Plus je m’entraîne à accepter l’inconfort face à de petites incertitudes, plus il devient facile d’appliquer ce principe à des problèmes plus importants.

« Bien que l’incertitude soit souvent associée à la peur, elle est en réalité une porte ouverte sur la possibilité », souligne Mitchell.

« S’aventurer dans l’incertitude peut être une étape vers la croissance, des idées fraîches ou des joies inattendues. »

Au lieu de se concentrer sur le pire scénario possible, je considère comment les choses pourraient bien se dérouler. Je me rappelle toutes les situations négatives que j’ai surmontées dans le passé.

« En fin de compte, embrasser l’incertitude renforce une vraie confiance en soi; la confiance ne vient pas de savoir ce qui va se passer ensuite, mais de savoir que vous avez la capacité de vous adapter à tout ce qui peut surgir. »

Si vous ne savez pas comment faire, Mitchell suggère de vérifier votre langage. Est-ce qu’il accueille l’incertitude ou l’évite ?

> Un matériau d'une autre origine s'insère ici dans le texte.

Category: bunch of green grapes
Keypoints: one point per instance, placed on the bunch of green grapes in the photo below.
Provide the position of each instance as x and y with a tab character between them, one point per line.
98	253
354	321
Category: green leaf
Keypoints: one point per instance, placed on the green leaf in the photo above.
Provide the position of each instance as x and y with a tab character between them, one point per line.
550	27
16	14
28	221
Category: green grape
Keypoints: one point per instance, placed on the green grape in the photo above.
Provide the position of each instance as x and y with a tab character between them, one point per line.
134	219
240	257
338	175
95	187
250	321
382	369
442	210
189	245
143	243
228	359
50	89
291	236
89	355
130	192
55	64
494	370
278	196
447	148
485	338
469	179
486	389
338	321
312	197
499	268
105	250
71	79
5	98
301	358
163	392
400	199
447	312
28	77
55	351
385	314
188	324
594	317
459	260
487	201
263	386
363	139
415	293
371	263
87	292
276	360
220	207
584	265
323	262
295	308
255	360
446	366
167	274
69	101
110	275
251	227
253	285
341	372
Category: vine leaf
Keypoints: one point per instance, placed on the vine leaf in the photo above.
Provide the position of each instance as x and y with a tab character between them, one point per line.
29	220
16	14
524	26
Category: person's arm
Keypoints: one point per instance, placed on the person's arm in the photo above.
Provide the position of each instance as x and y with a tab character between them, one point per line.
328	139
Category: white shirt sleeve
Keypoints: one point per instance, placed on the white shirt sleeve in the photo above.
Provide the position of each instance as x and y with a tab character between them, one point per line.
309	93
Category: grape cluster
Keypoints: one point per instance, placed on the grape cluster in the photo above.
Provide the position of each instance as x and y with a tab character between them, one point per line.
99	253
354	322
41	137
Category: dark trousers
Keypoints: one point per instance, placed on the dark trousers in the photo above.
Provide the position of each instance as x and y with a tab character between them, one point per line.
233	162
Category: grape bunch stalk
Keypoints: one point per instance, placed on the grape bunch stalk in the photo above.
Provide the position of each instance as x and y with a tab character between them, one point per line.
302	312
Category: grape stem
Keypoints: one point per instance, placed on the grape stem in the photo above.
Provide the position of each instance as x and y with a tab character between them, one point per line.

Au lieu de penser « Je dois savoir avec certitude », elle propose de vous dire « Je n’ai pas toutes les réponses pour le moment, et c’est OK. »

« Libérer le besoin de certitude fait passer votre état d’esprit de la peur ou de la menace à la curiosité. Cela transforme des variables inconnues en opportunités », dit-elle.

4. Cela a aidé mes relations avec les autres personnes

Ma peur de l’incertitude ne m’affectait pas seulement moi, mais aussi les personnes qui m’entourent.

Je pouvais paraître maladroit, inflexible et difficile à prévoir, ce que ceux qui m’aiment trouvaient parfois éprouvant.

Bien que certains aspects aient pu sembler nécessaires — il est utile de savoir quand faire la prochaine pause pour les toilettes lors d’un voyage —, changer d’état d’esprit a aussi grandement facilité les choses pour les autres autour de moi.

Au lieu d’exiger de savoir où nous pourrions nous arrêter pour une pause toilette afin de planifier ma consommation d’eau, je peux désormais faire confiance que nous trouverons un endroit eventualment.

Noé Valmont

Je m’intéresse aux produits que nous utilisons chaque jour, à leur composition et à leur impact réel sur la santé et l’environnement. Mon travail consiste à analyser ces éléments et à les rendre compréhensibles, sans détour. Je privilégie une approche simple et concrète : expliquer clairement, comparer efficacement et proposer des alternatives accessibles.